The streaming Super Bowl comes at the holidays in large part because only streaming can take advantage of that particularly narrow window of attention by releasing shows that can be processed in days rather than weeks. But it’s not just logistics that made streaming the common-sense venue for holiday entertainment — it’s also precedent. Networks have been opting out of the holidays for years now, presumably because they have large research departments that realized serialized TV wasn’t the optimal use of a late-December programming schedule. Or it could be because networks couldn’t compete with the glut of Christmas-release blockbusters and Oscar contenders, which still drew people to movie theaters even five years ago. (Remember Avatar?) Maybe the glut of live sports — NBA-owned Christmas Day, the College Football Playoff, and the still-mostly-a-draw NFL — persuaded networks to ease off. Or maybe viewers weren’t as inclined to the appointment-based viewing that serial network television still requires. (The holidays come with plenty of freedom, but they’re punctuated with all-important gathering times. No wonder make-your-own-schedule TV is so appealing right around now.) In any case, the streaming services saw an opportunity to cut out the middleman, then seized on it.
Observing a gap is only half the work; the next question is what to fill it with. While there isn’t much surface similarity between MaM’s criminal-justice exposé and The OA’s new-age spin on paranormal mystery, a common structure nonetheless lies beneath: creepy, strange, the kind of show people watch quickly and talk about on message boards for a good, long time.
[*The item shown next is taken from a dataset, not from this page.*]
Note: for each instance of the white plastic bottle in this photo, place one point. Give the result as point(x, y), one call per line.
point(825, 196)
Netflix seems to think that slow-burn narratives, the ones most likely to spread via word of mouth, work best in this spot — like a real-life mystery in the age of Serial, or something for the obsessives to chew on and obsess over in Westworld’s wake. (This applies to The OA and Man in the High Castle as well as Sense8, which is airing a Christmas special in advance of its second season in May. Even the imports fall in line: Netflix is posting Canadian time-travel series Travelers on December 23.)
Given that a compressed viewing period only heightens the satisfaction of an intensely serialized story we can start and finish in a day, the thinking holds up. There’s also the matter of reception. No network, streaming included, is going to launch its would-be critical darlings when all the critics are on vacation; there’s a reason Fleabag and The Crown came a few months ago. Shows meant to be carried by viewer hype in spite of critical indifference, though? That’s The OA in a nutshell. A late-December show won’t land on any year-end lists, which were likely published weeks before, and it’s not designed to. Instead, it makes its appeal directly to the audience.
It’s possible the holidays will soon be as overcrowded and resistant to breakouts as the rest of the year is; after all, the Mayor of Television (that’d be FX chief John Landgraf) says we still haven’t reached the peak of Peak TV. For now, though, streaming platforms have found a showcase. The broadcast season doesn’t officially start for another few weeks, when winter series like Doubt and Making History will compete in an only slightly downsized version of the September Thunderdome. The streaming service is always on, and it doesn’t take breaks — especially not at Christmas.